Bandits¶
When you want to minimize regret rather than just measure a difference, use bandit algorithms. They shift traffic toward the winning variant as data arrives, reducing the cost of experimentation.
ThompsonSampler¶
Multi-armed Thompson Sampling for Bernoulli, Gaussian, or Poisson rewards.
from splita import ThompsonSampler
import numpy as np
rng = np.random.default_rng(42)
true_rates = [0.05, 0.07, 0.06] # arm 1 is best
ts = ThompsonSampler(n_arms=3, random_state=42)
for _ in range(1000):
arm = ts.recommend()
reward = rng.binomial(1, true_rates[arm])
ts.update(arm, reward)
result = ts.result()
print(result.current_best_arm) # 1
print(result.prob_best) # [~0.01, ~0.95, ~0.04]
print(result.should_stop) # True (expected loss below threshold)
print(result.total_reward) # cumulative reward
Gaussian rewards¶
ts = ThompsonSampler(n_arms=2, reward_type='gaussian', random_state=42)
for _ in range(500):
arm = ts.recommend()
reward = rng.normal([10, 12][arm], 2)
ts.update(arm, reward)
result = ts.result()
print(result.current_best_arm)
LinTS (Linear Thompson Sampling)¶
Contextual bandit that uses context features to personalize arm selection.
from splita import LinTS
import numpy as np
rng = np.random.default_rng(42)
n_arms = 3
d = 5 # context dimension
# True weight vectors per arm
true_weights = rng.normal(0, 1, (n_arms, d))
lints = LinTS(n_arms=n_arms, n_features=d, random_state=42)
for _ in range(2000):
context = rng.normal(0, 1, d)
arm = lints.recommend(context)
reward = context @ true_weights[arm] + rng.normal(0, 0.1)
lints.update(arm, context, reward)
result = lints.result()
print(result.current_best_arm)
LinUCB¶
Upper Confidence Bound contextual bandit.
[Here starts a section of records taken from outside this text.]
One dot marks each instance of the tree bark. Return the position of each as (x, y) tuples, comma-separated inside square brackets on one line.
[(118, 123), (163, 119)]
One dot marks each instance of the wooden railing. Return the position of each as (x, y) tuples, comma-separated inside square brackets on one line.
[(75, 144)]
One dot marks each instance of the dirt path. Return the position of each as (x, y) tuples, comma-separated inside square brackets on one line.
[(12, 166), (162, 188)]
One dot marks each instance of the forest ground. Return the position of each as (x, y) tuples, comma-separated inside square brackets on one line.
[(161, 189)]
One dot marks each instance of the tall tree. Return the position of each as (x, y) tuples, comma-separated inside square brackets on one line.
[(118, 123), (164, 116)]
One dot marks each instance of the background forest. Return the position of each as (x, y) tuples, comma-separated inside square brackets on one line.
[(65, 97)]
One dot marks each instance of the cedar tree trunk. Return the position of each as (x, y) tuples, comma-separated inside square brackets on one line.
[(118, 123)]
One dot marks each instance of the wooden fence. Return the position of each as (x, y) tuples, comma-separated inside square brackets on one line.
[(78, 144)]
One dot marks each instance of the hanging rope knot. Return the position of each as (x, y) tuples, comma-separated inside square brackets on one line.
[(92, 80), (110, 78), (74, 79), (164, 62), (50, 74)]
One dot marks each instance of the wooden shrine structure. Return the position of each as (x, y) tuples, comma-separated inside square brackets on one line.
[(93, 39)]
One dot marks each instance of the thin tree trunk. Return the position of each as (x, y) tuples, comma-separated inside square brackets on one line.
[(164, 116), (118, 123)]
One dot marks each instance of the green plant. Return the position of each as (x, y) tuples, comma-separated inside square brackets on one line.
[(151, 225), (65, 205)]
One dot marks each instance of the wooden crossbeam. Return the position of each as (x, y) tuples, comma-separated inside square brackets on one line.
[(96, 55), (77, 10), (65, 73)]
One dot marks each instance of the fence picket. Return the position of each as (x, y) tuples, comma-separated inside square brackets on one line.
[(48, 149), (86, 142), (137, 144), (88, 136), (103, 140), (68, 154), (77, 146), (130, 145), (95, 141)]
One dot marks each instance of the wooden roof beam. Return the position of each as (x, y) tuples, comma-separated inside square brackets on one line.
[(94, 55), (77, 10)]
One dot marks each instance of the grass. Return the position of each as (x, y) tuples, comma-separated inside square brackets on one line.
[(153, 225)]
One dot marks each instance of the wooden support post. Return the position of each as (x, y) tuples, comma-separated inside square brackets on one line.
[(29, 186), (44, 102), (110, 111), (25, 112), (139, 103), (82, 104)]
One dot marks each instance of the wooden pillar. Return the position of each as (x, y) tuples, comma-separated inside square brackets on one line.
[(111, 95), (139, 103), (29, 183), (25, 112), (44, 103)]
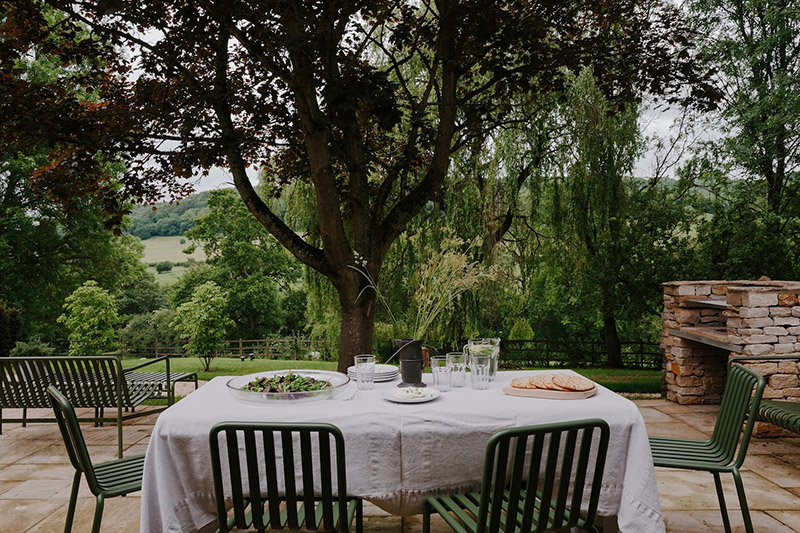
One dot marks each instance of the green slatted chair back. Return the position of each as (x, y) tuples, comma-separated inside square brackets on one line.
[(538, 474), (85, 381), (73, 436), (743, 391), (302, 449)]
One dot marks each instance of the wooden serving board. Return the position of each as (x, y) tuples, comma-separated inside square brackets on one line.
[(550, 394)]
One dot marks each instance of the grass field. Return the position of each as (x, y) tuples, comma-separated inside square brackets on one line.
[(230, 366), (157, 249), (167, 278), (618, 380)]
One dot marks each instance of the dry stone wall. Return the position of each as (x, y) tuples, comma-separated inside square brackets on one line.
[(707, 322)]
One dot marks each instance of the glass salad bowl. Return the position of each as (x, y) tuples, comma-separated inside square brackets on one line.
[(337, 381)]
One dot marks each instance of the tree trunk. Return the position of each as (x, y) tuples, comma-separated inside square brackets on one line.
[(613, 345), (358, 328)]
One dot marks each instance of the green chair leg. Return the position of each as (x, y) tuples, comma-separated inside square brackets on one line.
[(73, 501), (737, 478), (722, 507), (98, 514)]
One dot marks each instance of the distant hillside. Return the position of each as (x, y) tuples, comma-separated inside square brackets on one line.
[(168, 220)]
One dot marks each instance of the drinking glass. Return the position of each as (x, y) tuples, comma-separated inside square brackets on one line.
[(490, 347), (365, 371), (441, 373), (479, 366), (457, 363)]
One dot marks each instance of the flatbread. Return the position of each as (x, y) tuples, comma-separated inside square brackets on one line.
[(522, 383), (572, 382)]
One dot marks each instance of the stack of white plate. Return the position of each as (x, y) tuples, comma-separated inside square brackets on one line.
[(382, 372)]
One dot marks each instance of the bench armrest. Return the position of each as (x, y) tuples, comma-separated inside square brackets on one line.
[(774, 357), (150, 362)]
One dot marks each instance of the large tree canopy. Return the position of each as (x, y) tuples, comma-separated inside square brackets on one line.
[(365, 100)]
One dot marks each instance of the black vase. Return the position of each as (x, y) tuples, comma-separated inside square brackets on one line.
[(411, 363)]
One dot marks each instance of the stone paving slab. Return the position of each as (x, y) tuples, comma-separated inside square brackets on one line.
[(35, 478)]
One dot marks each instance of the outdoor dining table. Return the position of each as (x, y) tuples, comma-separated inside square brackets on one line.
[(397, 454)]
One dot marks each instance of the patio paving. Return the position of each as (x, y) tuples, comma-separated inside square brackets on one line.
[(35, 478)]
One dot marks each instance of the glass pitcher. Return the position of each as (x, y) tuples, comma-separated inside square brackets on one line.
[(490, 347)]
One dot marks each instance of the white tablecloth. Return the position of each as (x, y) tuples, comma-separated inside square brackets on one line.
[(397, 454)]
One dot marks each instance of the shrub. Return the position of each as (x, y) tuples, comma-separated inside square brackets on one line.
[(10, 324), (32, 348), (90, 315), (521, 330), (204, 321)]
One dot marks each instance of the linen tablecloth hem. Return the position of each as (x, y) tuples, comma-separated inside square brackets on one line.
[(647, 519), (190, 513)]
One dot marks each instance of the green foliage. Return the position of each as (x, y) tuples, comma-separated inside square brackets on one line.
[(10, 324), (204, 321), (32, 348), (750, 167), (168, 219), (45, 252), (139, 295), (89, 318), (521, 330), (244, 260), (146, 327)]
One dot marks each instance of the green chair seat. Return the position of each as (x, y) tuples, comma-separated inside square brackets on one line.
[(284, 522), (680, 452), (534, 479), (287, 451), (120, 476), (106, 480), (780, 413), (726, 449)]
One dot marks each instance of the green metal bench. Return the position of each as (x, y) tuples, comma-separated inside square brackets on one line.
[(165, 381), (87, 382), (782, 413)]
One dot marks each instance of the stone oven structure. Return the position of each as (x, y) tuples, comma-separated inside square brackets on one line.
[(707, 322)]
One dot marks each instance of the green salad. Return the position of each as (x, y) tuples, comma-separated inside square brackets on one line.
[(286, 383)]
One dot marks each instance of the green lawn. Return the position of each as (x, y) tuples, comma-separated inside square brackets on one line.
[(624, 380), (618, 380), (229, 366), (157, 249), (168, 278)]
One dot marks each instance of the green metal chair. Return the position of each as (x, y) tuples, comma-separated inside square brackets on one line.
[(726, 449), (106, 480), (294, 507), (785, 414), (545, 495)]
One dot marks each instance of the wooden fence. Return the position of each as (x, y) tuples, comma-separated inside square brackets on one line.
[(266, 348), (578, 353), (563, 353)]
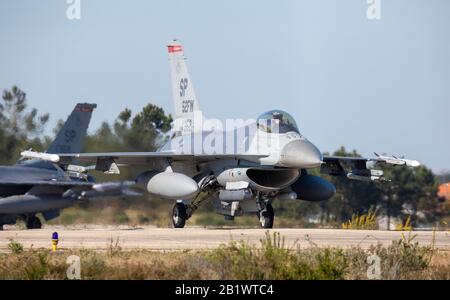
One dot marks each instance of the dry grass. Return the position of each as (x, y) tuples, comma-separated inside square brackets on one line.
[(404, 259)]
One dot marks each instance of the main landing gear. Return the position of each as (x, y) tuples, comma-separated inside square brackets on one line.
[(266, 216), (179, 215), (182, 212), (265, 211)]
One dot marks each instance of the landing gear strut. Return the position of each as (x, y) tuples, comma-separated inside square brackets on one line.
[(266, 217), (33, 222), (182, 212), (179, 215)]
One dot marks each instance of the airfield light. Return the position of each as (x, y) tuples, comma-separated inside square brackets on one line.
[(55, 241)]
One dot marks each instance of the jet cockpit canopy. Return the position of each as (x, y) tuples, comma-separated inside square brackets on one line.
[(276, 120)]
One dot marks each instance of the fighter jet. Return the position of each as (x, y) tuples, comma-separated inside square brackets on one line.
[(242, 169), (38, 184)]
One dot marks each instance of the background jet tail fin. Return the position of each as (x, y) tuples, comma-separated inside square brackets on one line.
[(185, 101), (71, 137)]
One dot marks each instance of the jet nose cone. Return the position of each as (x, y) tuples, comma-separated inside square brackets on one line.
[(300, 154)]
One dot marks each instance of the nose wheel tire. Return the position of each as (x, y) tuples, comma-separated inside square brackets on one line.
[(179, 215), (266, 217)]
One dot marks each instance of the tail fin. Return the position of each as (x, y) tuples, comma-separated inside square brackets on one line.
[(71, 137), (185, 101)]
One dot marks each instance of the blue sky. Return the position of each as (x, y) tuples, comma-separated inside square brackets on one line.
[(369, 85)]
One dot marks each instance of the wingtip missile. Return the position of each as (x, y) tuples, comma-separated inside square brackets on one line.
[(54, 158)]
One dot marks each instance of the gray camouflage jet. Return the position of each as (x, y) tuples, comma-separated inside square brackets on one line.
[(240, 169), (41, 185)]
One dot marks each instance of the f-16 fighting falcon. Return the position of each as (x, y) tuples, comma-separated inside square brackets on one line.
[(241, 169), (38, 184)]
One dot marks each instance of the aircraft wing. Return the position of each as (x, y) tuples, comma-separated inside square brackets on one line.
[(108, 161), (78, 189), (361, 168)]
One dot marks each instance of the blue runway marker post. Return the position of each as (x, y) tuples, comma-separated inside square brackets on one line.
[(55, 241)]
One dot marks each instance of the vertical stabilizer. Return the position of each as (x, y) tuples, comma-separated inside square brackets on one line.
[(71, 137), (185, 101)]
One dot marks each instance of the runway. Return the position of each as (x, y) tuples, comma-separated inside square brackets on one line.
[(168, 239)]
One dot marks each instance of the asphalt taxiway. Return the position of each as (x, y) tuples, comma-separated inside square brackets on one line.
[(168, 239)]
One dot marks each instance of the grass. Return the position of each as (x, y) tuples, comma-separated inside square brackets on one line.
[(271, 259)]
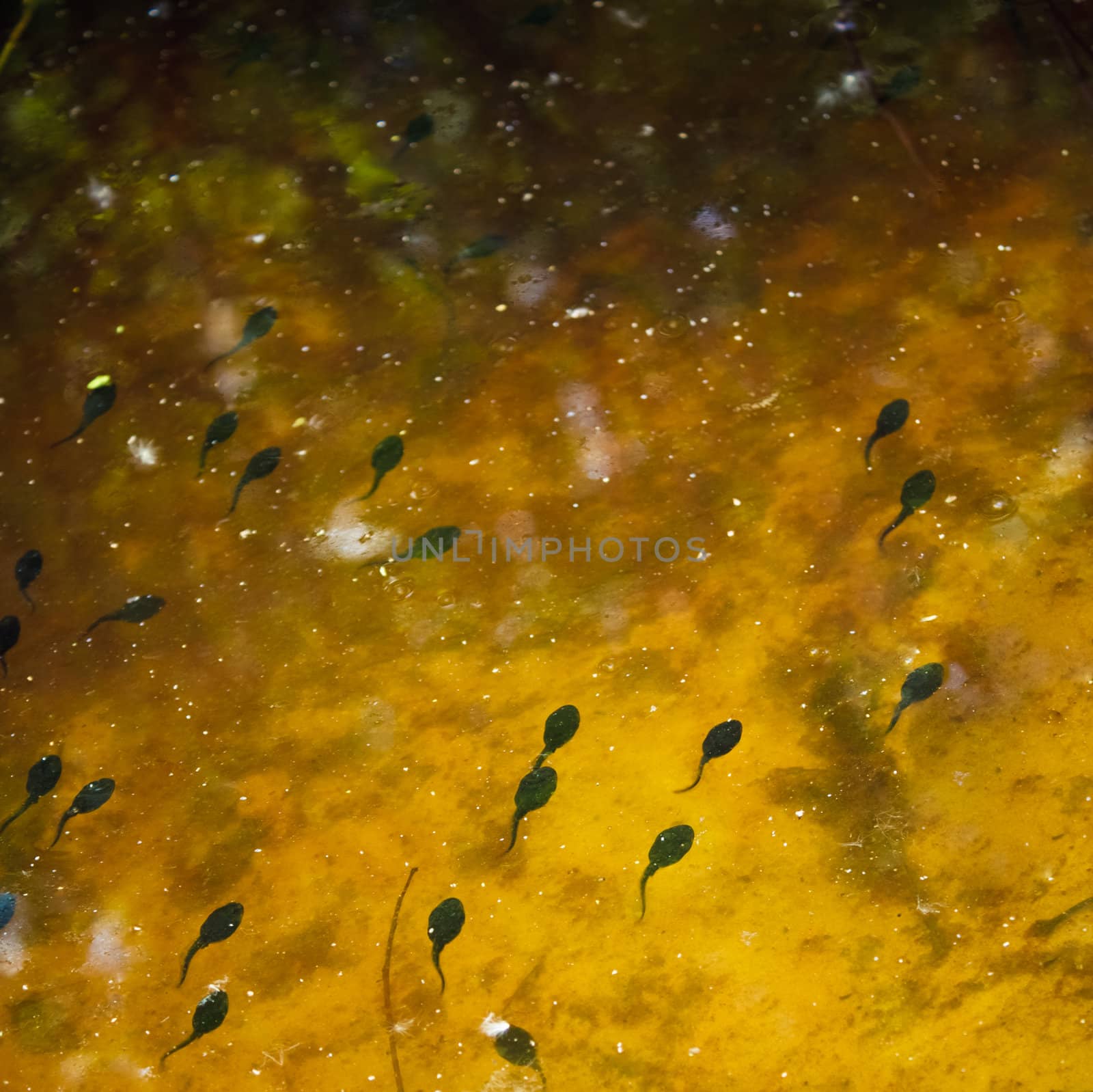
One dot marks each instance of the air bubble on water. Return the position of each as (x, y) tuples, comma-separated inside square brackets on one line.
[(672, 326), (1008, 311)]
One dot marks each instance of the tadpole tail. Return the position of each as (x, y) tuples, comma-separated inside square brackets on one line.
[(891, 527), (516, 823), (869, 446), (60, 827), (697, 776), (437, 964), (896, 716), (83, 424), (1047, 926), (16, 813), (235, 500), (186, 1042), (650, 869), (375, 486), (195, 948)]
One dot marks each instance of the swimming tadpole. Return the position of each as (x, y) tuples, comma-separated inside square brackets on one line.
[(535, 789), (90, 798), (101, 396), (891, 419), (9, 638), (541, 14), (921, 685), (445, 924), (670, 847), (417, 131), (480, 248), (719, 740), (138, 609), (385, 457), (220, 430), (208, 1017), (218, 926), (260, 465), (561, 727), (517, 1048), (42, 778), (27, 570), (917, 491), (257, 326)]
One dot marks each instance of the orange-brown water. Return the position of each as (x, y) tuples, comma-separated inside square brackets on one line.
[(708, 291)]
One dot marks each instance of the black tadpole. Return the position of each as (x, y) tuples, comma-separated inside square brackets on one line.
[(101, 396), (27, 570), (445, 924), (922, 683), (9, 638), (208, 1017), (517, 1046), (561, 727), (670, 847), (138, 609), (891, 419), (260, 465), (917, 491), (220, 430), (218, 926), (385, 457), (257, 326), (90, 798), (719, 740), (535, 789), (41, 780)]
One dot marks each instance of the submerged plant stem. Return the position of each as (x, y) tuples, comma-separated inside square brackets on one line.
[(388, 1009), (16, 33)]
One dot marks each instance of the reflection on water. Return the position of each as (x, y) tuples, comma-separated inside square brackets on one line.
[(568, 326)]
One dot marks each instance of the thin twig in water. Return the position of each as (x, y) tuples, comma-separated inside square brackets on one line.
[(936, 185), (16, 33), (391, 1035)]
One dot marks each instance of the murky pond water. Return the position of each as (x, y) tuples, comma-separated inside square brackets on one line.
[(538, 349)]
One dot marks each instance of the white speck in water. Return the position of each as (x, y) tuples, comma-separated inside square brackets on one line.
[(143, 452), (493, 1026), (100, 193)]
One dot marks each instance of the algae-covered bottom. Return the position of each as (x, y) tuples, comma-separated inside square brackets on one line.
[(488, 420)]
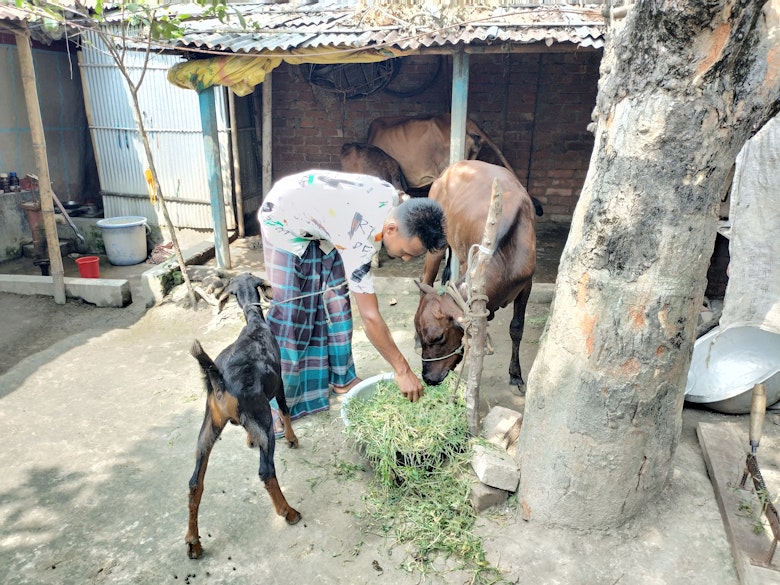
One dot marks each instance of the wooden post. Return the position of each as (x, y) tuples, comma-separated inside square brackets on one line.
[(41, 161), (460, 99), (236, 164), (267, 134), (208, 117), (477, 326)]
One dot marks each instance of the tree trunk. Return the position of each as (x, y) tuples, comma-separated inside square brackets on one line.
[(683, 86)]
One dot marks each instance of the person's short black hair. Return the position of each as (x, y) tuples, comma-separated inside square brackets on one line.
[(423, 218)]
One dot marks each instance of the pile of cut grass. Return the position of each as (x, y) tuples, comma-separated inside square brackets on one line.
[(420, 454)]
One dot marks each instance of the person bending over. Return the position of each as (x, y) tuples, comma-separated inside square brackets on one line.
[(320, 230)]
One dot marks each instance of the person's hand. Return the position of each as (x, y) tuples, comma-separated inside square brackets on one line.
[(410, 385)]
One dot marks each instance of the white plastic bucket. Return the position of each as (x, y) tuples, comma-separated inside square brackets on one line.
[(124, 239)]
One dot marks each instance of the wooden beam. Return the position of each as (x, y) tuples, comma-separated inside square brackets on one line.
[(27, 69), (460, 101), (208, 117), (267, 134), (477, 301)]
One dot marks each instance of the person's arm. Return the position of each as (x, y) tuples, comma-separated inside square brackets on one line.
[(379, 335)]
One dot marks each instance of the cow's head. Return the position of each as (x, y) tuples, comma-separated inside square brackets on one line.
[(439, 325)]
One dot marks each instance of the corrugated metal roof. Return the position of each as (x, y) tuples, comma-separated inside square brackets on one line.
[(283, 27)]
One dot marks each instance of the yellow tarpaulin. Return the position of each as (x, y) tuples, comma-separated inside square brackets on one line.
[(241, 73)]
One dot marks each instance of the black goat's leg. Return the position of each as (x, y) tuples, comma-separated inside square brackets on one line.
[(206, 438), (289, 434), (516, 327), (268, 477)]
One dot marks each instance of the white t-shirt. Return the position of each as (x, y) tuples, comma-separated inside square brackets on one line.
[(345, 211)]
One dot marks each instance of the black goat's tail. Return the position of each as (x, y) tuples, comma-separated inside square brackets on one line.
[(214, 379)]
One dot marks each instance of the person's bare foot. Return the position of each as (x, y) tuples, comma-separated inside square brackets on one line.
[(344, 389)]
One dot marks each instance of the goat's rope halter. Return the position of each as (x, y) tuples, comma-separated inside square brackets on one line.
[(465, 306)]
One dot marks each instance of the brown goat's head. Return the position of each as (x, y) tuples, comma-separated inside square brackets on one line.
[(439, 326)]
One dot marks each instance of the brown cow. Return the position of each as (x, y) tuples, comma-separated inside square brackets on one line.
[(464, 191), (371, 160), (421, 145)]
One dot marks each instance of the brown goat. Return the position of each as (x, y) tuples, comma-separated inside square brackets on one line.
[(240, 383)]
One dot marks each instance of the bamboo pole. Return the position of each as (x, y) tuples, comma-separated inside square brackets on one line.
[(236, 164), (42, 163), (477, 326)]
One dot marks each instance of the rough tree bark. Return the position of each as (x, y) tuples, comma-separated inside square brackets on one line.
[(683, 85)]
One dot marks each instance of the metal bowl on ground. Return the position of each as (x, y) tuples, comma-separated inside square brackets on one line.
[(727, 363), (363, 391)]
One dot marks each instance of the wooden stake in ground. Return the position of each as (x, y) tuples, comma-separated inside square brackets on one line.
[(477, 301), (41, 162)]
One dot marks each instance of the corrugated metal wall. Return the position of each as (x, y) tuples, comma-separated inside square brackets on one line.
[(171, 116)]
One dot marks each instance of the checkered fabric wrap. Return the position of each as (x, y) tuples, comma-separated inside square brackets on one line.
[(314, 330)]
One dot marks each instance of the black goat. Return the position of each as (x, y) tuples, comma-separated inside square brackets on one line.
[(240, 383)]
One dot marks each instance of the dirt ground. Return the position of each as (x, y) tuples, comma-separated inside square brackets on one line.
[(99, 414)]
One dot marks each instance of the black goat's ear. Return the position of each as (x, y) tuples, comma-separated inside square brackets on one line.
[(424, 288)]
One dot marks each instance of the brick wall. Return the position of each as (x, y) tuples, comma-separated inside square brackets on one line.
[(536, 107)]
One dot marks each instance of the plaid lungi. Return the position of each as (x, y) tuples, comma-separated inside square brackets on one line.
[(314, 329)]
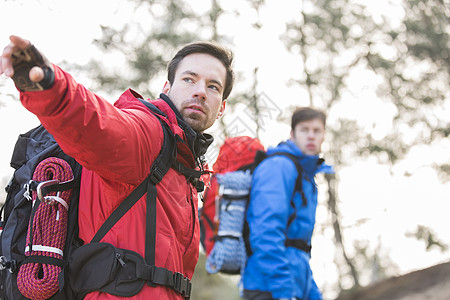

More exploitative than LinTS.
from splita import LinUCB
import numpy as np
rng = np.random.default_rng(42)
n_arms = 3
d = 5
true_weights = rng.normal(0, 1, (n_arms, d))
linucb = LinUCB(n_arms=n_arms, n_features=d, alpha=1.0)
for _ in range(2000):
context = rng.normal(0, 1, d)
arm = linucb.recommend(context)
reward = context @ true_weights[arm] + rng.normal(0, 0.1)
linucb.update(arm, context, reward)
result = linucb.result()
print(result.current_best_arm)
BayesianStopping¶
Evaluate stopping rules for bandit experiments:
from splita import BayesianStopping, ThompsonSampler
import numpy as np
rng = np.random.default_rng(42)
ts = ThompsonSampler(n_arms=2, random_state=42)
for _ in range(500):
arm = ts.recommend()
reward = rng.binomial(1, [0.10, 0.12][arm])
ts.update(arm, reward)
stopping = BayesianStopping()
result = stopping.evaluate(ts)
print(result.should_stop)
print(result.prob_best)
print(result.expected_remaining_loss)
OfflineEvaluator¶
Evaluate a new policy using historical logged data (Inverse Propensity Scoring and Doubly Robust estimation).
from splita import OfflineEvaluator
import numpy as np
rng = np.random.default_rng(42)
n = 5000
n_arms = 3
# Historical data
contexts = rng.normal(0, 1, (n, 5))
actions = rng.integers(0, n_arms, n)
rewards = rng.binomial(1, 0.1, n).astype(float)
propensities = np.full(n, 1.0 / n_arms)
evaluator = OfflineEvaluator()
result = evaluator.evaluate(
contexts=contexts,
actions=actions,
rewards=rewards,
propensities=propensities,
new_policy=lambda ctx: 1, # always pick arm 1
)
print(result.ips_estimate)
print(result.dr_estimate)
A/B test vs bandit: when to use which¶
| Scenario | Recommendation |
|---|---|
| Need a clean measurement of the effect | A/B test (Experiment) |
| Want to minimize regret during the test | Bandit (ThompsonSampler) |
| Regulatory or scientific context | A/B test |
| Personalization (different best arm per user) | Contextual bandit (LinTS, LinUCB) |
| Short-lived promotions or campaigns | Bandit |
| Need to evaluate a policy offline | OfflineEvaluator |